Furthermore, an Array{SVector{3, Float64}, 2} is stored in exactly the same layout as a contiguous array of Float64s, and you can reinterpret one as the other for free. That means you can always use the 3D array representation if you need to:

julia> M = rand(SVector{3, Float64}, 2, 4)
2×4 Matrix{SVector{3, Float64}}:
 [0.365512, 0.245407, 0.960372]  [0.670765, 0.445472, 0.670487]  [0.386643, 0.217216, 0.364761]   [0.0798776, 0.318391, 0.297401]
 [0.301753, 0.307553, 0.800906]  [0.899388, 0.033749, 0.285046]  [0.362781, 0.590045, 0.0470405]  [0.916995, 0.729333, 0.066537]

julia> reshape(reinterpret(Float64, M), :, 2, 4)
3×2×4 reshape(reinterpret(Float64, ::Matrix{SVector{3, Float64}}), 3, 2, 4) with eltype Float64:
[:, :, 1] =
 0.365512  0.301753
 0.245407  0.307553
 0.960372  0.800906

BTW, this is probably the wrong order since Julia is column-major (or first-axis-major in general). You probably want to store the n_vector elements adjacent to one another, which suggests [n_vector, n_rows, n_cols] as the order. This is all the more reason to use an Array{SVector{...}} instead, since it ensures that the individual pixel elements are contiguous without you having to remember which order the axes should go in.

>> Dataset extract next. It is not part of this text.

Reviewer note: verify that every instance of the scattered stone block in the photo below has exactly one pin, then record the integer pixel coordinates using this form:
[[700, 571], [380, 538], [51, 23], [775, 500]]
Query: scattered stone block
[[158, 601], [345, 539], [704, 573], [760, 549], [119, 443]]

It might be worth it to look at Images.jl and the whole ecosystem around it. Images are basically generic because of the many pixel types available. Leveraging the tools from the ecosystem is bound to payoff later.

Agreed. No point in reinventing an advanced, well-developed, wheel.
However, my understanding is that the
Images.jl
package is for 2D images, whereas my eventual application involves 3D image volumes.

My thanks to all who provided comments and solutions.
Much appreciated.

Actually, my code fragment was not right. To initialize, use

nrows, ncols = 2, 3
a = fill(Vector{Float32}([0,0,0]), nrows, ncols)

Not at all! Images.jl actually works very well for images of any dimension (a big advantage over tools in other languages). The core image type in Images.jl is simply a standard Julia Array of pixels. For example, a standard RGB image using float values for the channels is just an Array{RGB{Float32}, 2} i.e. a 2D array whose element type is RGB. As with the SVector example posted above, this is exactly equivalent to a 3D array of Float32, and you can use the channelview() function to map between the two. Likewise, you can create a 3D image volume as an Array{RGB{Float32}, 3}.

Here’s a random 3D image volume:

julia> img = rand(RGB{Float32}, 2, 2, 2)
2×2×2 Array{RGB{Float32},3} with eltype RGB{Float32}:

and here it is reinterpreted as a 4D array of numbers:

julia> channelview(img)
3×2×2×2 reinterpret(reshape, Float32, ::Array{RGB{Float32},3}) with eltype Float32:

Thanks for correcting my misunderstanding and for your examples.
I’m too used to image analysis packages being limited to only two dimensions in other languages and jumped to conclusions after a cursory look.

Will investigate Images.jl further. Looks like there are a lot of useful tools.